- Abutia Kpota Location in Ghana
- Coordinates: 6°33′24.1″N 0°25′38″E﻿ / ﻿6.556694°N 0.42722°E
- Country: Ghana
- Region: Volta Region
- District: Ho West District
- Time zone: GMT
- • Summer (DST): GMT

= Abutia Kpota =

Farming community in Ghana

Abutia-Kpota is a farming community located at South-Western part of Ho, the capital town of Volta Region, Ghana. Abutia Kpota is one of the towns in the Ho West District. The town is near the Kalapa Re-source Reserve.

==History==
Abutia Kpota is one of the numerous settler towns in the Abutia Traditional Area. The people of Abutia belong to the Eʋedome group of the Eʋes.

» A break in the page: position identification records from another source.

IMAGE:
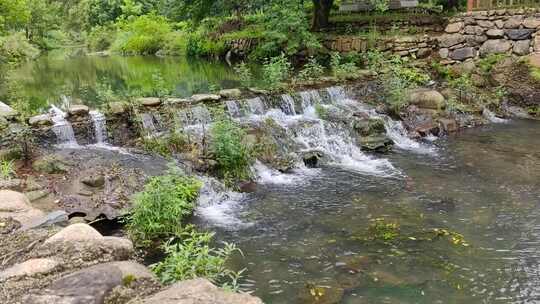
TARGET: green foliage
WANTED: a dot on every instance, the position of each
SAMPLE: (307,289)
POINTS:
(192,257)
(311,70)
(380,229)
(380,6)
(15,48)
(342,70)
(244,74)
(275,71)
(7,169)
(161,208)
(145,34)
(228,147)
(486,64)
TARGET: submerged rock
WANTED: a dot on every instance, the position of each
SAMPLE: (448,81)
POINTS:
(199,291)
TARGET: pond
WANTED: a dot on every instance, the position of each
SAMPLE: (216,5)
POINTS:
(458,226)
(95,80)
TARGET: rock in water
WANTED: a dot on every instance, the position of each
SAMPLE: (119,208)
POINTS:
(199,291)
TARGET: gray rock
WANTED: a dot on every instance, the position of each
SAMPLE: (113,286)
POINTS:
(463,53)
(30,268)
(78,110)
(485,23)
(205,97)
(75,233)
(513,23)
(94,180)
(522,47)
(40,120)
(199,291)
(426,99)
(495,33)
(454,27)
(86,286)
(497,46)
(449,40)
(7,111)
(149,101)
(474,30)
(519,34)
(444,52)
(532,23)
(230,93)
(17,206)
(55,217)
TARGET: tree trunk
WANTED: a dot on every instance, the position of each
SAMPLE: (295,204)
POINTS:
(321,14)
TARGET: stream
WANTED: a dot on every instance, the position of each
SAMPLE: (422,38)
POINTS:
(311,231)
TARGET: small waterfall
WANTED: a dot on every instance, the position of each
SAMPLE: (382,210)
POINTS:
(256,106)
(148,124)
(336,94)
(62,128)
(233,108)
(287,104)
(218,205)
(397,133)
(309,98)
(100,127)
(491,117)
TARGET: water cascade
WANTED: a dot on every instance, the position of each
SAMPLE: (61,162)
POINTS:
(62,128)
(287,104)
(148,124)
(100,127)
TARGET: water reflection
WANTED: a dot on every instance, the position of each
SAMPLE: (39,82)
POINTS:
(96,80)
(468,228)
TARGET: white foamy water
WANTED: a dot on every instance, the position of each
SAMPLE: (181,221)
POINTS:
(491,117)
(219,206)
(62,129)
(397,133)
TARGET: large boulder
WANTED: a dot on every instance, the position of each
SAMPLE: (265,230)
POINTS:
(519,34)
(230,93)
(205,97)
(426,99)
(30,268)
(16,205)
(497,46)
(40,120)
(78,110)
(199,291)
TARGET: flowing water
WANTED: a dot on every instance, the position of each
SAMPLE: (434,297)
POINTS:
(451,221)
(96,80)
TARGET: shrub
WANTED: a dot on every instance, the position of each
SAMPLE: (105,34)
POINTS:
(311,70)
(16,48)
(7,170)
(143,35)
(275,71)
(342,70)
(192,257)
(160,209)
(232,156)
(244,74)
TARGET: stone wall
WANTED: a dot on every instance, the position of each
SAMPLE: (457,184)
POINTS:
(479,34)
(465,36)
(419,46)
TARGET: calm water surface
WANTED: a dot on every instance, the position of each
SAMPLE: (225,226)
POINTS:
(316,235)
(97,80)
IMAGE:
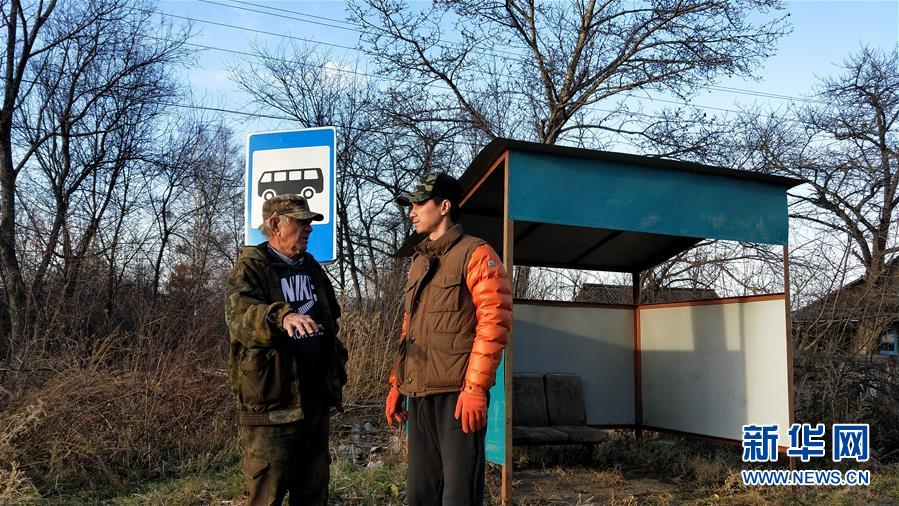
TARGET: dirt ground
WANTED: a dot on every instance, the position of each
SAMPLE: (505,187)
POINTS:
(587,487)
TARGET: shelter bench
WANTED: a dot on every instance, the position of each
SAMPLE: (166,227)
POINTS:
(549,410)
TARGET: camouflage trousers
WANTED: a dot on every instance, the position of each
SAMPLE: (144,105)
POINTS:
(289,459)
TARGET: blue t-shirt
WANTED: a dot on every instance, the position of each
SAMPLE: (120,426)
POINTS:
(298,290)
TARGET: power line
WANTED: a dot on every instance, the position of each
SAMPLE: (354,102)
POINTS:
(286,36)
(359,29)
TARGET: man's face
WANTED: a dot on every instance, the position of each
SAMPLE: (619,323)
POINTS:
(291,236)
(426,216)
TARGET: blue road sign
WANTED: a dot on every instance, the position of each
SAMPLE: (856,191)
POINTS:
(294,161)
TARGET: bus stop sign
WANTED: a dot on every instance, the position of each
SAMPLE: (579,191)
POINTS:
(294,161)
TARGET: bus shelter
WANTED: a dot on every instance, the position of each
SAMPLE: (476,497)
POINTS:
(702,368)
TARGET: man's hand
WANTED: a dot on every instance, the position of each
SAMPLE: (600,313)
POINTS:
(395,407)
(299,323)
(472,408)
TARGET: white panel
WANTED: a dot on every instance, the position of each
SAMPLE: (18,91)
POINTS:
(710,369)
(596,343)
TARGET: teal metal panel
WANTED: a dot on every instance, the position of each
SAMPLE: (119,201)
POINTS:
(495,439)
(594,193)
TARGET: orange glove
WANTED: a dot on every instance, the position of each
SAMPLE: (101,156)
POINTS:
(472,407)
(395,408)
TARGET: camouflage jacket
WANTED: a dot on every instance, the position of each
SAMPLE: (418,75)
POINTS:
(263,370)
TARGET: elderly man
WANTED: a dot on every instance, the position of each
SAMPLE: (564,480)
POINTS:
(286,365)
(458,312)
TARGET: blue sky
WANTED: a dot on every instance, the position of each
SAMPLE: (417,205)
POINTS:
(824,34)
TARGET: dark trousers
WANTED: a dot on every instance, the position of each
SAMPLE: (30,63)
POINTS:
(446,465)
(291,457)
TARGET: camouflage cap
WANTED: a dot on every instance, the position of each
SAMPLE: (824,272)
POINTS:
(289,204)
(432,186)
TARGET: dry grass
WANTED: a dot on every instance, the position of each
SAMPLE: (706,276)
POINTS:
(101,427)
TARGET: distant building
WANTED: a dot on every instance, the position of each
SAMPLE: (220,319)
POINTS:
(853,318)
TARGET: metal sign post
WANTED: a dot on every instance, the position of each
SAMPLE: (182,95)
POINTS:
(294,161)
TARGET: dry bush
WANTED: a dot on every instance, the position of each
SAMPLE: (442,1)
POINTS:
(15,486)
(850,389)
(113,426)
(371,334)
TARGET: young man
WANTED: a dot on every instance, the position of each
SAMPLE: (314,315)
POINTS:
(286,365)
(458,312)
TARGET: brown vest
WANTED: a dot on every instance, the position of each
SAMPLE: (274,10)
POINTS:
(434,355)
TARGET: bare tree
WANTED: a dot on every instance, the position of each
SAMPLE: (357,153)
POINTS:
(845,145)
(554,59)
(81,81)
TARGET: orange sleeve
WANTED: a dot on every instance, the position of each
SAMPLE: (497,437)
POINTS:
(491,293)
(392,380)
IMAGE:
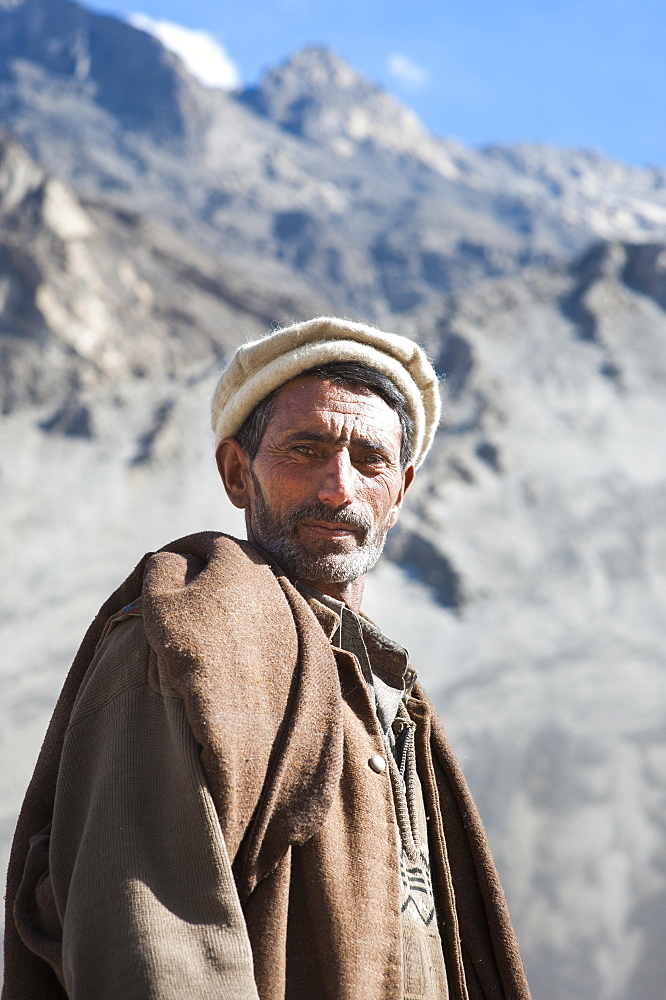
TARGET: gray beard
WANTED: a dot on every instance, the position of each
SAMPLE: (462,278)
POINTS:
(318,564)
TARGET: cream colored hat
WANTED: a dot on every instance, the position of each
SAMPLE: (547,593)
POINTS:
(261,366)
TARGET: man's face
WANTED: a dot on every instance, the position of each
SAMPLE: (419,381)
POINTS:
(326,483)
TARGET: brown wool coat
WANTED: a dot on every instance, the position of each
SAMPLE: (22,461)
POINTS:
(276,731)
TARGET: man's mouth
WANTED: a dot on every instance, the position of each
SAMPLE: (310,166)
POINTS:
(329,529)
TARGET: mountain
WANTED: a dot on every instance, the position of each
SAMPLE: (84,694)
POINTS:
(315,169)
(149,225)
(93,294)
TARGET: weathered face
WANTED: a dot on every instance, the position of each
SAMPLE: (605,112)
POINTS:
(326,483)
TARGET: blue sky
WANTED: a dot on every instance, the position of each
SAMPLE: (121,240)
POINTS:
(586,73)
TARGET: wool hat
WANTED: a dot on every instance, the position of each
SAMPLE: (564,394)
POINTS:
(259,367)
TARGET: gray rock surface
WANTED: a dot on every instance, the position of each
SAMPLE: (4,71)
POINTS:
(141,240)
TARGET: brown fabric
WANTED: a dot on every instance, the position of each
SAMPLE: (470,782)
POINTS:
(285,734)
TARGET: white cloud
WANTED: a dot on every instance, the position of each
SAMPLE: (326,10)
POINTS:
(203,56)
(406,72)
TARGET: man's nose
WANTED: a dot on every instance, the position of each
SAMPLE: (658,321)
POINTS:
(338,480)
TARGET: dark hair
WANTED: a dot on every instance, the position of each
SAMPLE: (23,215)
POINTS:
(344,373)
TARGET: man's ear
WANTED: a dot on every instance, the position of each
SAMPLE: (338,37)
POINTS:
(407,479)
(233,464)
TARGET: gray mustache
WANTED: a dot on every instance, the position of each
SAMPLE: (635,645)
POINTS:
(322,512)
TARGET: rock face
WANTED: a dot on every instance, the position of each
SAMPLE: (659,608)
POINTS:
(148,230)
(315,170)
(91,294)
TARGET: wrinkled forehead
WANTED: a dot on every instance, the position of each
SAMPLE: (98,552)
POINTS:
(350,410)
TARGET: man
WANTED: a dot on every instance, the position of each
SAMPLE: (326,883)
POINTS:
(243,793)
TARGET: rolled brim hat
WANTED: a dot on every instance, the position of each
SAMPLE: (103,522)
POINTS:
(261,366)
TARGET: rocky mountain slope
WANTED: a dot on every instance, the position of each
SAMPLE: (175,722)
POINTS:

Abutia has traditional towns which are Abutia Kloe, Abutia Kissifli and Abutia Teti.

As at 2025, the Chief of Abutia-Kpota is Togbe Tsali IV.

==Education==

- Abutia-Kpota Evangelical Presbyterian Basic School or E.P Basic School

==Agriculture==
The community produces cassava, maize, rice and vegetables such as okra. The Abutia Kpota farms which is an initiative of the National Service Scheme mainly deals in maize plantation.